História da Barba

Barba: “simples” opção cercada de valores estéticos, sociais, religiosos e comportamentais

O costume de preservar ou retirar os pelos da face, mais do que indicar um hábito corriqueiro, abre caminhos para que compreendamos traços de diferentes culturas espalhadas ao redor do globo. Por volta de 30 mil anos atrás, os nossos ancestrais descobriram ser possível remover a barba com o uso de lascas de pedra afiada. De fato, desde o Paleolítico vários indícios comprovam que o homem pré-histórico vivia cercado de determinados hábitos de higiene e vaidade.

No Egito Antigo, os pelos do corpo eram costumeiramente usados para diferenciar os membros da sociedade egípcia. Os membros mais abastados da nobreza, por exemplo, cultivavam a barba como um sinal de seu status. No entanto, a falta da mesma não indicava necessariamente algum tipo de demérito. A classe sacerdotal optava por uma total depilação de seus pêlos. De acordo com estudiosos, o hábito sacerdotal indicava o distanciamento do mundo e dos animais.

Entre os gregos o uso da barba era bastante comum. Prova disso é que muitas das imagens que representavam os famosos filósofos gregos eram sempre acompanhadas de uma farta rama de pêlos. Entretanto, durante a dominação macedônica essa tradição grega foi severamente proibida pelo rei Alexandre, O Grande. Segundo o famoso líder político e militar, a manutenção da barba poderia trazer desvantagens aos seus soldados durante um confronto direto.

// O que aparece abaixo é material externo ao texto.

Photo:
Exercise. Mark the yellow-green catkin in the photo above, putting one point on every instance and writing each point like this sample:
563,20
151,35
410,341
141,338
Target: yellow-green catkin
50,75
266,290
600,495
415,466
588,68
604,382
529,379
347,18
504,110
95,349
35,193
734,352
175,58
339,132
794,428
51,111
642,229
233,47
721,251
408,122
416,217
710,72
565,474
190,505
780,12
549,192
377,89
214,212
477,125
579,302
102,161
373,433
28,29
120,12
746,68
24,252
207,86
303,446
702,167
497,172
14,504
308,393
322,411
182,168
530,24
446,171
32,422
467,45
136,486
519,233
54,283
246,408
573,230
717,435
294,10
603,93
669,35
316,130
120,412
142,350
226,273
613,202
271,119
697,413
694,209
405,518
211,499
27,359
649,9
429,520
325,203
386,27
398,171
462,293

Na civilização romana a barba integrava um importante ritual de passagem. Todos os rapazes, antes de alcançarem a puberdade, não poderiam cortar nenhum fio de cabelo ou barba. Quando atingiam o momento de passagem entre a infância e a juventude, raspavam todos os pêlos do corpo e os ofereciam aos deuses. Os senadores costumavam preservar a barba como símbolo de seu status político. Nessa mesma sociedade surgiram os primeiros cremes de barbear, produzidos através do óleo de oliva.

Durante a Idade Média, a barba sinalizou a separação ocorrida na Igreja Cristã com a realização do Cisma do Oriente. Muitos dos clérigos católicos eram aconselhados a fazerem a barba para que não parecessem com os integrantes da igreja ortodoxa ou até mesmo com os costumeiramente barbudos judeus ou muçulmanos. Além disso, o uso dos bigodes gerava bastante polêmica entre os cristãos medievais, pois estes eram ostentados pelas levas de germânicos que invadiam o decadente Império Romano.

Com o desenvolvimento comercial e o grande número de invenções que marcaram o mundo moderno, a barba começou a indicar um traço da vaidade masculina. Talvez em conseqüência desse fenômeno, o francês Jean-Jacques Perret, em 1770, criou um modelo de navalha mais seguro para barbear. No século seguinte a famosa navalha em “T” foi inventada pelos irmãos americanos Kampfe.

O grande salto na “tecnologia peluginosa” foi dado por um vendedor chamado King Camp Gillette. Utilizando aguçada inventividade, o então caixeiro viajante percebeu a possibilidade de adotar lâminas descartáveis para os barbeadores. Com o auxílio de Willian Nickerson (engenheiro do Instituto de Tecnologia de Massachusetts), criou uma nova marca de lâminas e barbeadores que ainda é largamente utilizada por homens e mulheres de várias partes do planeta.

Durante o século XX, o rosto lisinho virou sinônimo de civilidade e higiene. Muitas empresas e instituições governamentais não admitiam a presença de barbudos em seus quadros. No entanto, entre as décadas de 1970 e 1980, cavanhaques e bigodes começaram a virar uma febre entre os homossexuais norte-americanos. Esse novo dado se instituiu na cultura gay do final do século XX e teve como um dos seus maiores representantes o cantor Freddie Mercury.

Nos dias de hoje, a barba se associa aos temíveis terroristas do Islã ou a pessoas com um visual mais alternativo. Mesmo não indicando obrigatoriamente um determinado comportamento ou opção, a barba nos revela como as diferentes culturas salientam seus valores de unidade e diferença por meio dos mais “insignificantes” dados. O corpo (e a barba) se transforma em uma verdadeira via de expressão do indivíduo.